I thought it would stop once I’d healed. But telling him my name—grieving in front of him—had changed something between us.
It felt like a fever, looking at him. I was dizzy and thoughtless for it.
The gargoyle tutted. “You two have been posturing long enough.” He shouted at Rory. “I say, Bartholomew! Won’t you come over here a moment?”
“What are you doing?” I seethed.
Rory’s dark eyes swung my way. His throat hitched, and then he was coming over, looking bored but for the telltale red in his cheeks. “Help you with something?”
“For the sake of my sanity—” A dandelion seed flew up the gargoyle’s nose. He leaned back. Cried out. Sneezed in Rory’s face.
I barked a laugh, and Rory shut his eyes. “That’s why you called me over?
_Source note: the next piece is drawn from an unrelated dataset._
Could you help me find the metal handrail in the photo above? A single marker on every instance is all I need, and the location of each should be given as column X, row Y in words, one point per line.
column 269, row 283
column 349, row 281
To sneeze on me?”
“A thousand apologies. What was I saying? Ah, yes.” The gargoyle put a stone hand on my shoulder. “For the sake of my sanity, put Bartholomew out of her misery. Tell her you’re in love with her.”
Rory eyes jerked open, brows locking in a scowl. Behind him, Benji and Maude, who were doing a poor job masking the fact that they were eavesdropping, let out a collective exhale that came out a wheeze.
“In love with…” Oh, he was red now. Rory’s hands lowered to his sides, gauntlets tinging as he fidgeted, his eyes narrowing over the gargoyle, then me.
I choked on my own tongue and leveled a finger in the gargoyle’s face. “You can’t just say things like that. It’s horrifying.”
He tapped his stone chin. “Have I gotten it wrong?”
“Decidedly.”
“Oh dear.” His chest puffed. “Then it’s you who’s in love with him, is that it?”
There was no knightly virtue vital enough to keep Maude from hiding her glee. She was quivering with it. Benji, slightly less so. His eyes were shifting between Rory to me in quick turns.
“Pith—no.” Sweat pooled in my palms. “Must you always make nothing into something?”
Again, he tapped his chin. “Was it nothing, that knock in the Fervent Peaks, Bartholomew?” He nodded at Rory. “He came to our door, and you disappeared for many hours. When you returned you were wet and took off your tunic and threw blankets over yourself. I tried to sleep, but you were terribly annoying, breathing loudly, sighing and making little sounds and stirring in your bed—”
I slapped a hand over his mouth.
Maude gripped the king. “I told you they were sneaking around. I knew from that first night at Aisling when he came back and smoked an entire branch of idleweed that he was fucked, one way or another.”
“So I’ve gotten it right?” The gargoyle clapped. “How marvelous. Oh—look! The knighthood has arrived.”
He sauntered off, humming, as if he hadn’t just massacred my pride in the village square.
Voices echoed. The Chiming Wood was a palette of green and white and yellow, grass and birch trees. But through it, down the brambly road, I could see flashes of purple, of silver. The king’s banners—and the knights beneath them.
I followed Maude and Benji on their way to greet them, knocking into Rory’s shoulder. “An entire branch of idleweed?” I quipped.
“Little sounds?” came his slow, mirthful reply.
Back at Petula Hall, gray clouds swaddled the sun, lending the sky outside my window the same pallid quality as birch bark. “Looks like rain for the ceremony.”
There was a bang, followed by an affronted shriek. “Careful of my toes, Bartholomew!”